In addition to its function in the liver, JNK facilitates HCC progression by increasing the liver expression of the inflammatory cytokines TNFα and IL-6 [152]. Inflammation and tumour development are prevented in mice lacking JNK1 and JNK2 in hepatocytes and nonparenchymal cells [192]. JNK appears to function in hepatocytes to reduce tumour development [192], and mice lacking JNK1/2 in hepatocytes develop cholangiocarcinoma. This finding suggests that the protective effect of JNK1/2 deletion is due to the absence of these kinases in the myeloid compartment [153]. In addition of the role of JNK1 in myeloid and liver cells in HCC development, recently, mice lacking JNK1 in adipose tissue have been demonstrated to be protected against chemical-induced HCC [25]. Notably, activation of JNK is higher in male adipose tissue correlating with the greater HCC incidence [25]. The authors demonstrated that adipose JNK1 controls adiponectin levels affecting HCC development [25].
Hepatic p38α was first described as a suppressor of the oncogenic effects of H-Ras [193] and protects against chemically induced HCC in mice, probably due to its inhibitory effect on JNK activation.
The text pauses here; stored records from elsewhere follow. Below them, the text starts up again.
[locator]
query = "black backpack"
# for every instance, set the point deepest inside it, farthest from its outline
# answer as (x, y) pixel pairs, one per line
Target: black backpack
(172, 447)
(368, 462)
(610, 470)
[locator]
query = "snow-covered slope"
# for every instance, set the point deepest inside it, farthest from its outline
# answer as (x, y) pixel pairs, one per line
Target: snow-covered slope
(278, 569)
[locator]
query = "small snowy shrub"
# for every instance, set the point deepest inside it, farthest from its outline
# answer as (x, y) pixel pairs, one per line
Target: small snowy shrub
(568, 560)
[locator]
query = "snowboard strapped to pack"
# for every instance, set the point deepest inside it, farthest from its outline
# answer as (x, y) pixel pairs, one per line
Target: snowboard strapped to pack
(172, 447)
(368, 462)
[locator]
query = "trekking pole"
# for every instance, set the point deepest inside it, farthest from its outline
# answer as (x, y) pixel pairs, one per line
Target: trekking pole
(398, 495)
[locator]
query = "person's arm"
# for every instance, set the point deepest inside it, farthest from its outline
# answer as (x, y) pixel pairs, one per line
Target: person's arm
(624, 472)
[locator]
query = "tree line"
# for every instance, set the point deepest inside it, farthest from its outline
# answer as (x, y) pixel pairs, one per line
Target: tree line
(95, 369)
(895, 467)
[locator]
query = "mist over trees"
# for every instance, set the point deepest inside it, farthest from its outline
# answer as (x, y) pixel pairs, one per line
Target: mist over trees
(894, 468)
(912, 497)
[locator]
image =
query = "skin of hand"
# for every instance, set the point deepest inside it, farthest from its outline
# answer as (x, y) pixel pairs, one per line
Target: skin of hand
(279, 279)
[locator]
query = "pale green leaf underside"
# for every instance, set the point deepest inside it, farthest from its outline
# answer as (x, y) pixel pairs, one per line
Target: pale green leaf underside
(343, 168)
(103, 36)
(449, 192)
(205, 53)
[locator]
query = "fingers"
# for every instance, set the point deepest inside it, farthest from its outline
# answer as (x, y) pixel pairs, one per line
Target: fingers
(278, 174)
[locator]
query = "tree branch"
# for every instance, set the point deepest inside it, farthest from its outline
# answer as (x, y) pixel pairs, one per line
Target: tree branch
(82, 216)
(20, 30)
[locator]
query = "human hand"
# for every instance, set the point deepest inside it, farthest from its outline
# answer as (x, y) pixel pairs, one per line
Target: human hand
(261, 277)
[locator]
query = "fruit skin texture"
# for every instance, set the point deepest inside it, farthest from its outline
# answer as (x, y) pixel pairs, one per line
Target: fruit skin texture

Moreover, mice lacking p38α in hepatocytes have JNK hyperactivation, correlating with an increased tumour burden after chemically induced HCC [101]. Whereas JNK1 activation promotes ROS accumulation and cell death in hepatocytes, p38α supresses both liver damage and carcinogenesis stimulated by the release of IL-1α [194]. Notably, the higher activation of liver p38α in women than in men, due to higher circulating levels of the hormone adiponectin, partly explains the higher prevalence of HCC in men [25].
The outcome of blocking a signalling pathway depends substantially on the context, for example, p38α inhibition improves the efficacy of sorafenib, the only systemic treatment approved for advanced HCC. This multikinase inhibitor (which increases patient survival by 2.8 months [195]) activates p38α and, thus, stimulates the ERK and ATF2 signalling pathways, involved in tumour resistance to sorafenib [196].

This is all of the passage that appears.